The Langun-Gobingob Caves in Calbiga covers some 2,968 hectares. A system of 12 caves filled with giant column and unique formations, the complex is though to be one of the largest in the country and one of the largest in Southeast Asia.
The other system, located in Basey, is known as Sohoton Caves. Covering about 840 hectares, the area contains cathedral-like caves and underground rivers.
The Langun-Gobingob Caves and the Sohoton Caves, both located in Samar, have been classified by the Phillipine Department of Environment and Natural Resources as Class II for their hazardous conditions and sensitive geological, archaeological, cultural, historical, and biological values or high quality ecosystems.
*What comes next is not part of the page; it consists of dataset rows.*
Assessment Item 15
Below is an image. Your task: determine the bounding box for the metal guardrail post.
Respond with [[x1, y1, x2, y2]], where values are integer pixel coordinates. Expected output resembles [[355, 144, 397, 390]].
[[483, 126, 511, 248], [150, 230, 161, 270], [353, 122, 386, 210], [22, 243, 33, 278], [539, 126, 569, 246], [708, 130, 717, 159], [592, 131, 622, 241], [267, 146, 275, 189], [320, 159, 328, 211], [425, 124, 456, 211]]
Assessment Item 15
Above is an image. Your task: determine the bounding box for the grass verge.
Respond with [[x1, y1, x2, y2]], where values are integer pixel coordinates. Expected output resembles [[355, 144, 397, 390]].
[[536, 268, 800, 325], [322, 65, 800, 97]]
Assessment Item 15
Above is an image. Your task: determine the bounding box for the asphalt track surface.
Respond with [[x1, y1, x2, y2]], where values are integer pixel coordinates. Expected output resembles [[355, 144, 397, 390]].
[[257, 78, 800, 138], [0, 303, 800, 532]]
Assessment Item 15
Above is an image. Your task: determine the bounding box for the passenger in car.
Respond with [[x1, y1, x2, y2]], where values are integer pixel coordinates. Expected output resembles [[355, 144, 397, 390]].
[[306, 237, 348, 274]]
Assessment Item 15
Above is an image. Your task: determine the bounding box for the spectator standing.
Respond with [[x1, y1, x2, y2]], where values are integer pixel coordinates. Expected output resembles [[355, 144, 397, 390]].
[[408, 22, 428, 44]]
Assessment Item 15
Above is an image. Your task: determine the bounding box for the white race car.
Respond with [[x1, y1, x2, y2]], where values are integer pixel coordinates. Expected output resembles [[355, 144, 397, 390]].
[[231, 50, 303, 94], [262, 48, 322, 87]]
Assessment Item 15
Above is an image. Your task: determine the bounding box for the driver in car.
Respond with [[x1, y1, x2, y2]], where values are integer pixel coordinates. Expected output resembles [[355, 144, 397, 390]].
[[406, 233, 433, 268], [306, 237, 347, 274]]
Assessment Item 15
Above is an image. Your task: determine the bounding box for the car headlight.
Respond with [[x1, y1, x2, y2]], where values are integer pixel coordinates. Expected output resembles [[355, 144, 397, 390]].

As a result of this protection, the caves will be safer from treasure hunters, polluters and vandals. However, it leaves the caves open to experienced spelunkers or guided visits, with some restrictions on certain areas that may be closed seasonally or permanently for conservation purposes.
A management plan is being prepared for each cave to consider all ecotourism, scientific, educational, and economic activities as well as monitoring and reclassification in the area. Manolito Ragub, DENR-Eastern Visayas Executive Director
Since 2011 the DENR has classified four caves. Classification of caves will continue until all the caves are classified and protected. There are currently 112 in the queue.